An irritable, weight gaining, poorly compliant patient may be clinically depressed. Equally high probability is that in his community/society, depression is seen as a weakness. So, he is likely to deny depression and focus instead upon pain and discomfort. His impatience, lack of motivation, inattentiveness and even his increasing obesity are probable signs of depression.
Going to the concept of a community mental health center: County mental health agencies have the capacity to work with the patient and his family, to provide them with counseling services, often group and family counseling as well as to handle his medication.
Importantly, if the patient lives in a rural community, the associated mental health center is aware that his peer group will not readily accept depression as a valid disorder. They can work with him without forcing him to accept that his problem is largely a mood disorder. Also, they are well aware that depressed, rural Americans, often will retreat to alcohol and other substance abuse and can help him guard against using his pain medication (and/or alcohol) as a self-treatment for the depression.
Community mental health centers may be a buffer against the dependency that such patients develop when placed in private mental health care situations. They see such patients on a spaced appointment basis and do not encourage the patient to become solely reliant upon them. They are also cautious with what they prescribe.
Provide the patient with the data that he needs in written form when possible with a copy to a family member if available.
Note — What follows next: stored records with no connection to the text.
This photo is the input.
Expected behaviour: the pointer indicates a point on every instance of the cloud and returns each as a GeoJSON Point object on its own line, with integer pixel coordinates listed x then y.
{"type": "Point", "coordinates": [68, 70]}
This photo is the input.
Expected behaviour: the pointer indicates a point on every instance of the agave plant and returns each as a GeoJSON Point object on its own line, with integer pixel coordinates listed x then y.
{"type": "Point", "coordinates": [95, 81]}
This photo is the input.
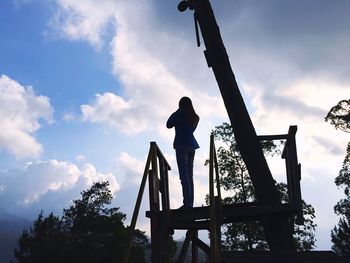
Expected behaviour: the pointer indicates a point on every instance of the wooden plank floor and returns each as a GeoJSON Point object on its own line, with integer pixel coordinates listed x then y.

Make minimal demands of him and do not personalized his grizzly mood; it is not actually directed at you but at the dependent situation in which he finds himself (and which he may not fully understand).
A firm but kind confrontation may be appropriate: _I want to assist you, but I need you to listen to me rather than battle with me. If you work with me, I can assist you._ This should not be a prolonged or in depth discussion, merely a statement of you goals and his own role in his rehabilitation.